Ele terminou de falar com a voz rouca, e Valentina, pálida, deu-lhe um tapa.
Henrique segurou o pulso dela, apertando os olhos estreitos. — O que está fazendo?
O peito de Valentina subia e descia rapidamente, com humilhação e ódio nos olhos. Ela teve o pulso firmemente preso por ele, sem conseguir se soltar nem um pouco, e só pôde encarar o homem à sua frente, com a voz tremendo de forma incontrolável: — Eu odeio como você me pressiona, pisoteando minha dignidade como bem entende! Henrique, até quando você vai me torturar?
Henrique a olhou fixamente. — Você sente algo por mim, por que não admite? Seu corpo é mais honesto que a sua boca.
Valentina puxou o pulso com força, os ombros tremendo levemente. — Não sinto nada!

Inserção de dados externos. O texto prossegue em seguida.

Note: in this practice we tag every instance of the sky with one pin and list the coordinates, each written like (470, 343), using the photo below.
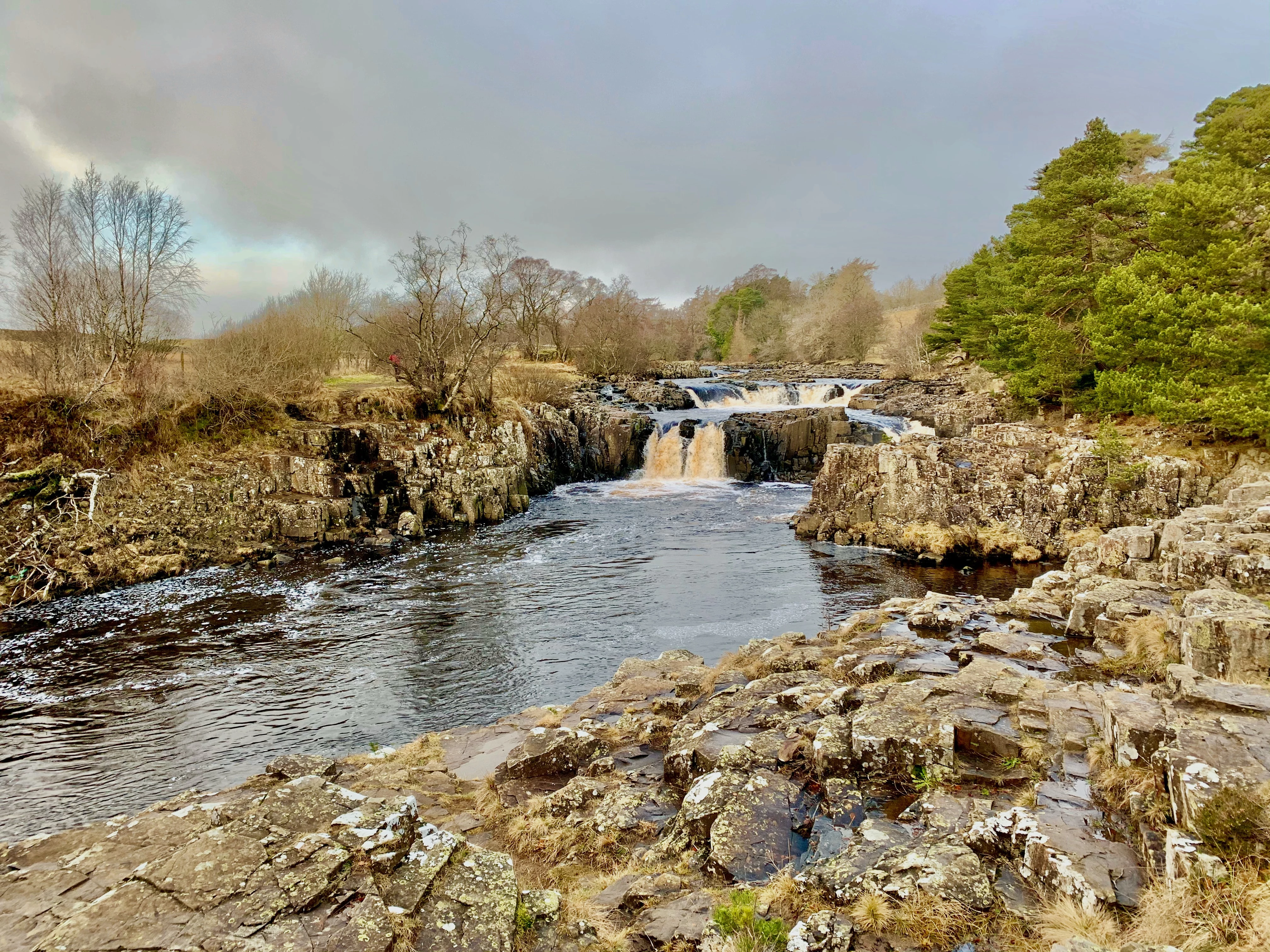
(675, 143)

Só sinto nojo.
— A sua habilidade de virar as costas está cada vez mais rápida, agora basta colocar a calcinha para mudar de atitude.
Irritada, Valentina pensou naquela arma longa e correu cambaleando até a estante.
A arma longa estava encostada silenciosamente no canto, o metal rígido refletindo uma luz branca, mas, no instante em que seus dedos a tocaram, ela percebeu em pânico que não tinha ideia de como usá-la.
Seu olhar vagou em pânico, e ela de repente viu uma adaga militar.
O cabo pesado se ajustava perfeitamente à sua mão.
Valentina a pegou e puxou a lâmina da bainha de forma brusca.
O corpo da adaga era liso, a lâmina fina e afiada.
— Já chega de brincadeira. — Henrique olhou para ela. — Garotas não devem mexer com armas ou facas.
Valentina apontou a faca para ele. — Vá para o inferno...
No momento em que ela cerrou os dentes para esfaqueá-lo, ele se moveu rapidamente, prendeu o pulso fino dela com a mão grande e, em um instante, torceu o braço que segurava a faca com força para trás das costas dela.
— Ugh!
Uma dor aguda explodiu pelas articulações, a adaga militar caiu no chão com um baque pesado, quicando e rolando a meio metro de distância.
A força dela era insignificante diante dele; debater-se, contorcer-se e lutar desesperadamente pareciam apenas os arranhões de um gatinho.